Being a symbolic person can be fraught with problems and opportunities. A few years ago, a community that I belong to began to tell a different kind of story about me and began to invest me with authority, there was even a special ceremony when one of the leaders of my community prayed to God to, in some way, inhabit my life and make me a priest. It's called ordination.
Since then I have settled into a job as a spiritual leader, a preacher, and a pastor to a community of faith in Charlotte NC. I almost always wear a special uniform that signifies to all who see it that I am a representative of the Church. When I go in public, most people do a double take when they see me. Many years ago, I had a conversation with a friend and we lamented the necessity of small talk. I suggested that we wear a signifying article of clothing whereby it would tell the world that we were open to deep conversation, and were willing to get to it quickly. Now both he and I wear a collar. When people come into my office they usually start crying. I usually don't say anything more than, "So what's on your mind?" They cry, I think, because I'm listening. I'm listening, but also I represent and symbolize a larger reality. and they are primed to have their lives interpreted and plumbed to see where God is moving.
Sometimes I see that being a symbolic person means that for some of the people in my community that I stand as a proxy for their own faith; "I may not have faith, but my priest does." There are some priests who support this sick notion so that they can hold more authority; but to hold ourselves up as the paragon of faithful living will eventually take its toll. The Pew research Council has shown that this kind of thinking has a debilitating affect on clergy health.
The film maker, Vikram Gandhi has pulled off an amazing experiment. As a young student of religion, the U.S. born Indian-American became disillusioned with religion and especially the gurus of his family religion, Hinduism. Gandhi decided to become a guru himself, cultivate a teaching and a following, and finally reveal himself as a charlatan. This is no spoiler of course, since the first few minutes of his documentary, Kamure, show him anxiously rehearsing for the "Great Unveiling."

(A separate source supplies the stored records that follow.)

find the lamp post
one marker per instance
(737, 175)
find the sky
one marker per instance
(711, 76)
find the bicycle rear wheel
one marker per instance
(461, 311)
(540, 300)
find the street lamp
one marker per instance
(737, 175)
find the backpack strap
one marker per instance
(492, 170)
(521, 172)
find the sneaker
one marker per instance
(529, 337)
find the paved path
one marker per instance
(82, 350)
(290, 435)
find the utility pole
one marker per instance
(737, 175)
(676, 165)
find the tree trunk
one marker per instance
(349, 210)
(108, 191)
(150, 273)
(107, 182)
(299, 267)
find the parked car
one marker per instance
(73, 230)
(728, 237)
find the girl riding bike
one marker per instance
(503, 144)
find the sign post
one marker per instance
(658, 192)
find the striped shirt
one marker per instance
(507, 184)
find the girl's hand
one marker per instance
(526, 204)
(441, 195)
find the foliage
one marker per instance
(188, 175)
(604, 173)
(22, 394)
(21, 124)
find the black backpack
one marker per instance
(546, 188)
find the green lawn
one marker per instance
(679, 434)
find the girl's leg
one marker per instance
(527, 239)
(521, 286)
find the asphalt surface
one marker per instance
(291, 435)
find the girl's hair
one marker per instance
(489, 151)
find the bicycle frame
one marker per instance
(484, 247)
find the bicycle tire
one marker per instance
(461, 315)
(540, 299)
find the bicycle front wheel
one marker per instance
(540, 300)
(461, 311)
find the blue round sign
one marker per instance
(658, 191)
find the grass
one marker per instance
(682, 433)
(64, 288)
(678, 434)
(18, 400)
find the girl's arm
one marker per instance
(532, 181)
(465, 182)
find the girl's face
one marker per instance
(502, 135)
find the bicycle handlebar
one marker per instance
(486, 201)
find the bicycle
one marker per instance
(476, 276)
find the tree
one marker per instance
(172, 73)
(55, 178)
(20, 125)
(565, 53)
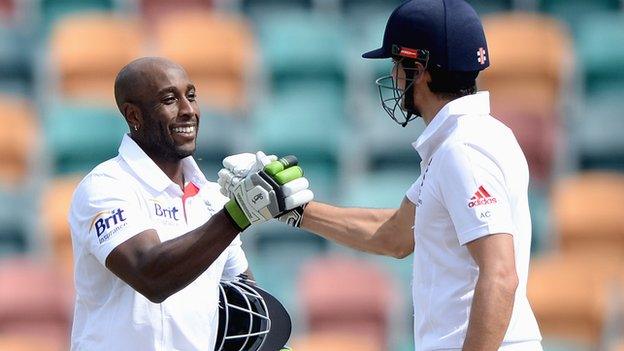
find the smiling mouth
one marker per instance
(184, 130)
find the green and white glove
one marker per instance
(278, 188)
(237, 167)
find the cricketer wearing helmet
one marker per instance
(466, 217)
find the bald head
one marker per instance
(138, 80)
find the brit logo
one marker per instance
(481, 197)
(107, 223)
(481, 58)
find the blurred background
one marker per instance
(286, 76)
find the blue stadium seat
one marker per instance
(81, 136)
(602, 59)
(299, 45)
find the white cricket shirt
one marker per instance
(474, 180)
(117, 200)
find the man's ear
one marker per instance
(133, 115)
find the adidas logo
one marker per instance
(481, 197)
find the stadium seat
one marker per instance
(570, 296)
(79, 137)
(221, 70)
(333, 341)
(528, 83)
(300, 45)
(55, 203)
(382, 189)
(602, 61)
(15, 60)
(596, 134)
(571, 10)
(87, 53)
(54, 10)
(34, 300)
(345, 295)
(151, 10)
(29, 343)
(19, 140)
(534, 71)
(587, 213)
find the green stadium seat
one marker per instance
(300, 45)
(570, 11)
(602, 57)
(79, 137)
(52, 10)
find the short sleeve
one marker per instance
(473, 191)
(236, 261)
(105, 213)
(412, 192)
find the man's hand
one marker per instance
(278, 188)
(237, 167)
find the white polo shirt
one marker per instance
(117, 200)
(474, 181)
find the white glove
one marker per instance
(237, 167)
(265, 195)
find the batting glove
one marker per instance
(261, 196)
(236, 167)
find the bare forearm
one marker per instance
(490, 314)
(357, 228)
(175, 263)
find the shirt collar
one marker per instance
(440, 127)
(143, 166)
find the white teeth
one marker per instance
(184, 129)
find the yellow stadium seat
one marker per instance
(531, 59)
(334, 342)
(588, 213)
(217, 51)
(55, 201)
(88, 50)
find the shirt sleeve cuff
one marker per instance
(483, 230)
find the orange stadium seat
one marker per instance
(332, 341)
(570, 295)
(87, 51)
(531, 65)
(17, 142)
(29, 343)
(587, 210)
(34, 300)
(346, 296)
(217, 51)
(59, 193)
(531, 58)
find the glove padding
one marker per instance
(260, 196)
(237, 167)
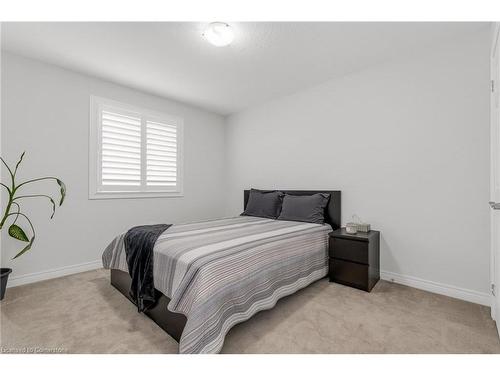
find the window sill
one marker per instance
(135, 195)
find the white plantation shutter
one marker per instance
(121, 149)
(133, 152)
(161, 154)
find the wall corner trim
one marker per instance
(53, 273)
(438, 288)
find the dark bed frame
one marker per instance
(173, 323)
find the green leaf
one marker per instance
(26, 248)
(63, 190)
(16, 232)
(53, 206)
(20, 160)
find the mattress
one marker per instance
(219, 273)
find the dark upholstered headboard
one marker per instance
(332, 210)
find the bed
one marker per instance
(212, 275)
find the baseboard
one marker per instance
(444, 289)
(53, 273)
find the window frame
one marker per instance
(96, 189)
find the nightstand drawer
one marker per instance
(355, 251)
(348, 273)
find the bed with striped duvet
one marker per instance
(219, 273)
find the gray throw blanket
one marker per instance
(139, 242)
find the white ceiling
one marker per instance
(265, 61)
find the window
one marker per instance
(133, 152)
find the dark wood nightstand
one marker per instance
(355, 258)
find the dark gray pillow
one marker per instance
(264, 203)
(308, 208)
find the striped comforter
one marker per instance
(219, 273)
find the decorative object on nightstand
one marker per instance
(355, 258)
(351, 228)
(359, 224)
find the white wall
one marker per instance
(407, 142)
(45, 111)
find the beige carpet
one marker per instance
(83, 314)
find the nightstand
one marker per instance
(355, 258)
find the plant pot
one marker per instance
(4, 276)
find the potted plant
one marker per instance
(13, 212)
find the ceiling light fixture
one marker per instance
(219, 34)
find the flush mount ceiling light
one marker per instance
(219, 34)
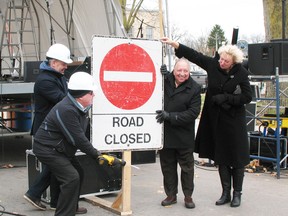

One might question the ethics of one who would purposely dupe the naive but that would miss the point of Gandhi's intentions. Gandhi and his teachings as his "ideal self," Sri Kamure, is that each person has within them what they need to cultivate their own happiness. Indeed, as Kamure's students grow they develop as their own gurus and even teach their teacher their own individual teachings. It is this convolution which makes the film and the man, Kamure, so charming.
What I find so fascinating about this film is that the teaching is so overtly anti-guru; which garners him more and more devotees. His students even routinely look into the camera and earnestly talk about the non-necessity of gurus and then look longingly toward the reluctant objection of affection.
Alan Watts said that a guru is someone who will pick your pocket and then sell your watch back to you. Kamure, the guru and the film, do just that.